Троцкий посмотрел вниз, в воду.
— Ко времени, когда твое тело всплывет, ты, дорогая, будешь уже далеко в Адриатике. — Тут Перегноуз вонзил в нее взгляд и злобно сплюнул. — Видишь ли, если ты решила поиметь акулу, не удивляйся, что проснешься рядом с рыбами.

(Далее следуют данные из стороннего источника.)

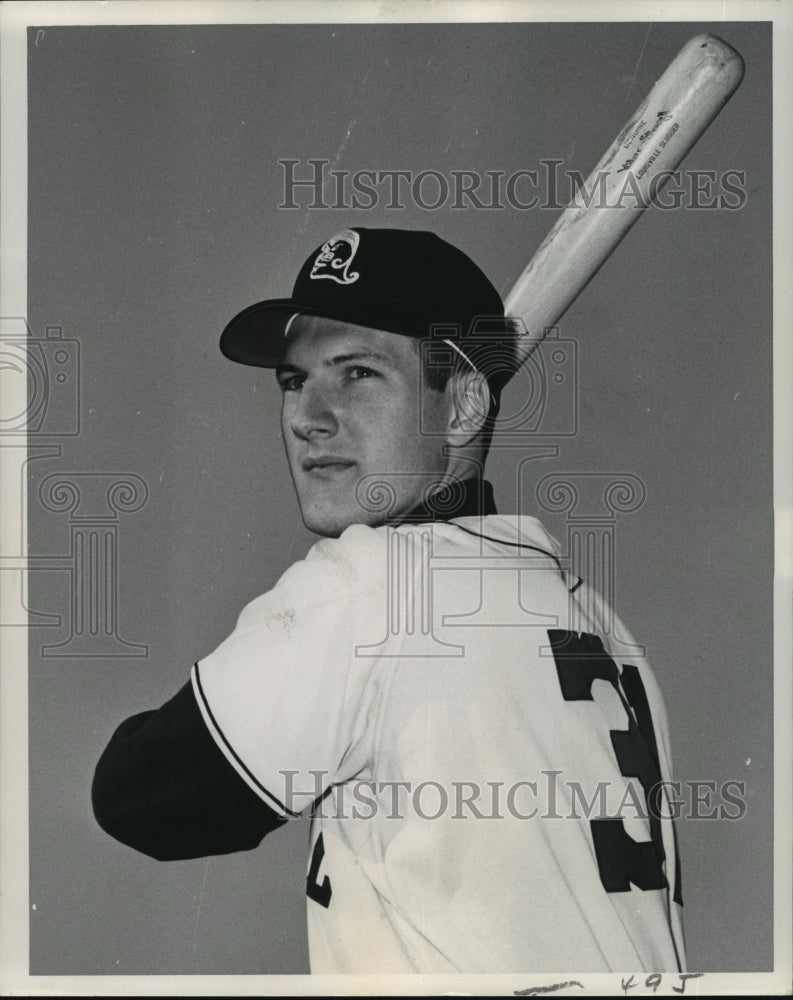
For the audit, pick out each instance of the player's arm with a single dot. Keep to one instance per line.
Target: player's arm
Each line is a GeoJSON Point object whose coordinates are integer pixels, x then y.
{"type": "Point", "coordinates": [164, 787]}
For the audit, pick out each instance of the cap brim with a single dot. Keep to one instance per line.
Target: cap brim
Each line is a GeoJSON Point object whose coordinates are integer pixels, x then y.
{"type": "Point", "coordinates": [257, 335]}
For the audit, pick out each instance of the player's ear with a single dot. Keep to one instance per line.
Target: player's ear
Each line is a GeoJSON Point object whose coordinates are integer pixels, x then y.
{"type": "Point", "coordinates": [470, 405]}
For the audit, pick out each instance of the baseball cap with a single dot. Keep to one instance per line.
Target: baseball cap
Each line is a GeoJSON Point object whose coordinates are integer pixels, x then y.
{"type": "Point", "coordinates": [404, 281]}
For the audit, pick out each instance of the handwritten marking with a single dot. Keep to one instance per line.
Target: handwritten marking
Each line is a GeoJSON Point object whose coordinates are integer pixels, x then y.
{"type": "Point", "coordinates": [534, 991]}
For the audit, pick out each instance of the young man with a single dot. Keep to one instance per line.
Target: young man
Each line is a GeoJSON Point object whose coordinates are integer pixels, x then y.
{"type": "Point", "coordinates": [486, 760]}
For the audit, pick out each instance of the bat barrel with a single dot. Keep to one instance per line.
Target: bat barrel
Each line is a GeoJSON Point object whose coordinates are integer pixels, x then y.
{"type": "Point", "coordinates": [652, 144]}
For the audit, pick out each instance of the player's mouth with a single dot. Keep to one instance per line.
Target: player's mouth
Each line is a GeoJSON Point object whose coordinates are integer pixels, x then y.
{"type": "Point", "coordinates": [326, 465]}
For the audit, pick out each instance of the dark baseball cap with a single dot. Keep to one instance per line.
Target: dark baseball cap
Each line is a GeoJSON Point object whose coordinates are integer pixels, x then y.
{"type": "Point", "coordinates": [403, 281]}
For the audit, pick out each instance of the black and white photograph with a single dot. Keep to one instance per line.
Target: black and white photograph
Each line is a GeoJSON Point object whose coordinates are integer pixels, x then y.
{"type": "Point", "coordinates": [396, 498]}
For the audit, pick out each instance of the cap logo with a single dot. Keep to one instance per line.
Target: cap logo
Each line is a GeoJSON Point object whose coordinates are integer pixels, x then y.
{"type": "Point", "coordinates": [334, 258]}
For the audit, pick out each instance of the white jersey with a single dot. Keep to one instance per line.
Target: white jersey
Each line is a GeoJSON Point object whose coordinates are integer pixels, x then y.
{"type": "Point", "coordinates": [482, 743]}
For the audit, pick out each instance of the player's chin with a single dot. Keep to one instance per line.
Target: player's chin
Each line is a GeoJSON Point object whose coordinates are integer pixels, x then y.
{"type": "Point", "coordinates": [330, 515]}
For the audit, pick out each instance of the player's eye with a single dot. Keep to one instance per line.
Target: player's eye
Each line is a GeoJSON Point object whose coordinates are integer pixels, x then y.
{"type": "Point", "coordinates": [291, 382]}
{"type": "Point", "coordinates": [355, 373]}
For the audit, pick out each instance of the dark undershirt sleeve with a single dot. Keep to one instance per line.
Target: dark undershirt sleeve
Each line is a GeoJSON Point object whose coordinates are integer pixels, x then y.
{"type": "Point", "coordinates": [164, 787]}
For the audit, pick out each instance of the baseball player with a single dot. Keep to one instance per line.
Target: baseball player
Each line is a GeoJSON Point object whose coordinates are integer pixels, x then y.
{"type": "Point", "coordinates": [482, 745]}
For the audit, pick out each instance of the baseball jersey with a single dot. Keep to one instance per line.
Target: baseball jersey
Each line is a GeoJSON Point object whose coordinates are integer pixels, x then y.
{"type": "Point", "coordinates": [482, 744]}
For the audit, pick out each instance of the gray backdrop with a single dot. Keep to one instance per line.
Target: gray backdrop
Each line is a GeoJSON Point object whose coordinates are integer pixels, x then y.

Воспаленные, отчаявшиеся глаза Миранды метались, они плакали и умоляли, она яростно мотала головой, она вся извивалась, будто могла бы встать на ноги. Но Троцкий хладнокровно придавил ее коленом, и ее плечи снова склонились к воде. Глядя в воду, она видела над собой его отражение. Миранда рванулась, изо всех сил стараясь его сбросить. Но он оставался невозмутим; по-прежнему улыбаясь, достал из кармана пару каких-то деревянных палочек с поблескивающей между ними проволокой. Миранда смотрела на них, цепенея от медленно разбухающего в ней ужаса. Тело ее застыло окончательно, когда она представила себя обезглавленной. В ужасе этого мгновенья все мышцы Миранды разжались. Все проходы освободились, и она ощутила ужасный стыд, когда ее новые трусики наполнились горячей мерзкой субстанцией. Ей предстояло умереть в пропахшем мочой переулке где-то на задах Венеции, лежа на собственном дерьме, и мертвой быть скинутой в канал. Почему? И за что? Нипочему и за ядрену мать. Нет. Нет, это за любовь. За глупую мечту. Она презрела опасность, она шагнула в неизвестное, гонясь за иллюзией. Сукисукисуки. Хотя она и знала, что бессильна, она в последний раз забилась, и почувствовала на шее проволоку. Проволока начала резать шею, как раскаленная бритва. Дыхание сразу перехватило, живот напрягся, легкие готовы были взорваться. Через несколько мгновений ей останется только молить, пусть это кончится, пожалуйста, пусть это кончится. Приди, смерть.